Did Jesus die for our sins before the foundation of the world?

Monday Musings for April 13, 2020

Good morning, Musers,

As the Bible changes narrators, it changes frames of reference. This may sound like a basic reading rule to some of you, but readers often fail to make the appropriate adjustments. The thing is, the Bible is “God’s word”… so at the top level, God is always “in charge” of the written narration. But only rarely is he the narrator. When he is, it is wonderful! And when he is, people can get the wrong idea about when he is acting in time.

You see — ontologically speaking — God transcends time. But being God, he can still engage with his creation... and he can do so without abdicating his transcendence. But note this well: when God engages in time, he does so as an omnitemporal being. He is no slave to time. Rather, he is the Master of it.

This is why whenever God is the narrator we must ask, where is his voice coming from? Is it like the time he spoke to Moses at the burning bush? Is it like that still small voice that Elijah heard outside the cave? Is it like God speaking to the young boy Samuel from inside the house of the Lord? Or is it coming from the heavens — outside of time — as it often does in apocalyptical passages?

Philosophers note that our “experience of being” is one of “temporal becoming.” That is, we are always traveling to the next moment. So, what we experience as “now” moves instantly into the past — and the future is always in front of us! As such, we are orphans when it comes to time... orphans who are never really placed in a permanent home.

But this is not true of God. As our transcendent God, he stands outside of time.
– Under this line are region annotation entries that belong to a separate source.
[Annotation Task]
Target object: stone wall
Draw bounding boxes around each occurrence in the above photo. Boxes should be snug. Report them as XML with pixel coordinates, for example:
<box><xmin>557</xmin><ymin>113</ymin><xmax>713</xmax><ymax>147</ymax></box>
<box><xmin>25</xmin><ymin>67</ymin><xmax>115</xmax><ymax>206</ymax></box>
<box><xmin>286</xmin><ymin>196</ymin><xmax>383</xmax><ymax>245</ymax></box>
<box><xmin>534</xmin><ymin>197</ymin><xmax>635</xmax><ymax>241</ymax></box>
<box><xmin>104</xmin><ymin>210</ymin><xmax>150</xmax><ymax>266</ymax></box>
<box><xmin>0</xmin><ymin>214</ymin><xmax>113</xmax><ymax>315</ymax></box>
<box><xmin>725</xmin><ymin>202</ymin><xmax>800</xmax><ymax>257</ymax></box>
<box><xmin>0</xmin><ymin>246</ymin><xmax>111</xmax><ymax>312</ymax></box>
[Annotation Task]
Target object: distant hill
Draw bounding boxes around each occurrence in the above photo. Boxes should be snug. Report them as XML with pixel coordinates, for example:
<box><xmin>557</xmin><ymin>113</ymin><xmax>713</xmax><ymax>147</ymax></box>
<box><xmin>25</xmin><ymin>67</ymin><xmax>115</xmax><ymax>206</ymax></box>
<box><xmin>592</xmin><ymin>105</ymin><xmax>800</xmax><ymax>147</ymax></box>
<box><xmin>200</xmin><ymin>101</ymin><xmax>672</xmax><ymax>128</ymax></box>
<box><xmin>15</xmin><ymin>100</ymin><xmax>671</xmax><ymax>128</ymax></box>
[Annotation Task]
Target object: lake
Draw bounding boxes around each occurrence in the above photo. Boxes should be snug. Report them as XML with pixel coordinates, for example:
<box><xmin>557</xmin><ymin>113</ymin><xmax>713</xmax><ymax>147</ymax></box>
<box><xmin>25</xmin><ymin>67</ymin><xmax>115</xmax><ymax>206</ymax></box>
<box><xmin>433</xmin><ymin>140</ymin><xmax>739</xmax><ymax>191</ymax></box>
But as our immanent God, he can experience linear moments as we do — or he can experience every moment at the same moment! Omnitemporality, it seems, has its privileges.

So here we are — a century after Einstein — and still not used to the terminology that makes the best sense of God’s creation. We used to say that we existed in space and time. But today, we should use the term “spacetime” instead. Where Newton was okay using X, Y and Z coordinates to describe our position in physical space, Einstein showed us why that was not enough information. We need to add a “when” to the “where” to truly describe where we are.

Think of your location as if it were an appointment: an appointment is always at a certain place — that’s true — but also at a certain time. That’s one of the implications of relativity. Our location is both the place and time of where we are. Therefore, our location is new every moment. This is a strange concept since our “temporal becoming” feels like our normal static lives.

God’s omnitemporality is a logical consequence of his omnipresence. Being every-where at the same time involves being every-when at the same time — and this is an astounding thing to consider! Ontologically, no time passes for God. Every moment — in or out of creation — is the same moment to God.

My point today is that we are so used to the mundane — to living our lives in linear time — that when we hear the voice of God in his word, we assume that he’s traveling on the same track as us. Sometimes he is, but that’s not always the case... and this can cause problems when we try to assign times to certain actions of God. We will unscramble some of those difficulties today.